Yükler, şöyle dedi: “Medyadaki eril dilin neden oluştuğu, nasıl oluştuğu ve neden bu kadar yaygın olduğu ile ilgili temeldeki sorunlar ataerkil sistemin varlığından kaynaklanıyor. Ve bu erkek egemen dünya medya diline yansıyor. Kadın cinayetinden başka bir şey de konuşmak lazım. Ama medyanın kadını gördüğü yer üçüncü sayfa haberi ve magazin sayfası haberi oluyor. Toplumda kadına dair nasıl bir bakış açısı varsa, yaygın medyada da o haberleri görüyoruz. Nedeni de ataerkil sistemin medya alanında da hakim olması.”

Yükler, medyada hayvan katliamlarının çok normal görülmesinin ya da doğaya zarar verecek herhangi bir olayın görmezden gelinmesinin de ayı eril hakimiyetin ve dilin ürünü olduğuna işaret etti.

‘KARAR MERCİİNİN ERKEK OLMASI BİR SORUN’

Medyanın üretim merciinden karar merciine kadar yoğunlukla erkeklerin hâkim olduğu çalışma alanının olduğunu söyleyen Yükler, “Genellikle kadınların çalıştıkları yer de üretim merkezi oluyor. Yani muhabirler, editör kısmında çalışıyor. Yazı işleri müdürü, haber müdürü, genel yayın yönetmeni gibi alanlarda kadınların sayısının oldukça az olduğunu görüyoruz. Düşünün alandan haber yapmak isteyen muhabirsiniz. Kadınlarla ilgili bir haber yapmak istiyorsunuz ama bu habere karar verecek olan kişi erkek oluyor. Erkek müdürünüzün, erkek editörünüzün inisiyatifine kalmış bir şey. Beğenirse o haber yapılır, beğenmezse yapılmaz.

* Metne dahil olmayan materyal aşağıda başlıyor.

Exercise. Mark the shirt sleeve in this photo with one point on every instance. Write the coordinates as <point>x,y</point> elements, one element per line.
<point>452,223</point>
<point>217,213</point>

Ya da görmek istediği şeklinde yapılır” dedi.

‘ŞİDDETİN AYRINTISI VE GÖRSELİ KULLANILIYOR’

Muhalif medya alanlarında da eril dilin yansımalarını gördüklerine dikkat çeken Yükler, şöyle devam etti: “Ana akım medya kadın cinayetine, cinsel istismar haberlerine nasıl yaklaşıyorsa alternatif medya dediğimiz yayın organlarında da aynı dili ya da benzer yaklaşımı görüyoruz. Şiddet zaten dille ve görsellikle üretiliyor. Bıçakla öldürülmüşse bıçaklı fotoğrafını, hemen ardından da kadının nasıl öldürüldüğünü, kadının nasıl tecavüze uğratıldığının anlatıldığını görüyoruz.”

Medyada genellik "tek taraflı" haber metinleri yazıldığını söyleyen Yükler, “Bu tek taraflı haberlerde failin iddialarını, failin gerekçelerini okuyoruz. Şiddetin anlatısını yapmak, mahremiyet ilkesini ihlal etmek demek. Toplumsal sistemde şiddetin anlatılması topluma zevk veren ve şehvet getiren bir unsur olarak görüyoruz” ifadelerini kullandı.

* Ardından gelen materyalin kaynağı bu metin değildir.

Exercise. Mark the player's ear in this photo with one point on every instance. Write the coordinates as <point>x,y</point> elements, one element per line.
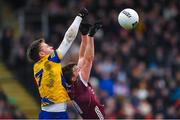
<point>41,54</point>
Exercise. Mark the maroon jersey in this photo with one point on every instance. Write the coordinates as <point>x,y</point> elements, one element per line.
<point>85,101</point>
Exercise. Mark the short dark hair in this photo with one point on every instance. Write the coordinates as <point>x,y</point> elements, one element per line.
<point>68,72</point>
<point>33,50</point>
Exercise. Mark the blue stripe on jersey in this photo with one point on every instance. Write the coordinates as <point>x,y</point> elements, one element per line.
<point>63,81</point>
<point>46,101</point>
<point>54,57</point>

JİNEOLOJİ EKSENLİ BİR HABERCİLİK

Yükler, tam da bu erkek egemen medyaya karşı yapılan kadın haberciliğinin büyük bir mücadele alanı olduğunu ifade etti. Kadın haberciliğinin kadının söylemini üretmek olduğunu kaydeden Yükler, jineolojinin nasıl yansıtıldığını aktardı. Yükler, “Kadınlar binlerce yıl önce edindikleri birikimleriyle yollarına devam ediyordu. Kadının şifacılığı, şifalı bitkiler kendi tıbbi yöntemlerini bulması bu birikimlerdendi. Bir müddet sonra kadının birikimi erkek kültür tarafından büyük bir tehlike olarak görüldü. Cadı avları bunlardan biridir. Daha sonra erkek kültürü bu kadınların birikimini almaya çalıştı. Jineoloji ise kadını parçalara bölmeden ve ayırmadan ele alan bir kadın bilimi. Biz de jineoloji ve feminist eksenli habercilik yapıyoruz” diye belirtti.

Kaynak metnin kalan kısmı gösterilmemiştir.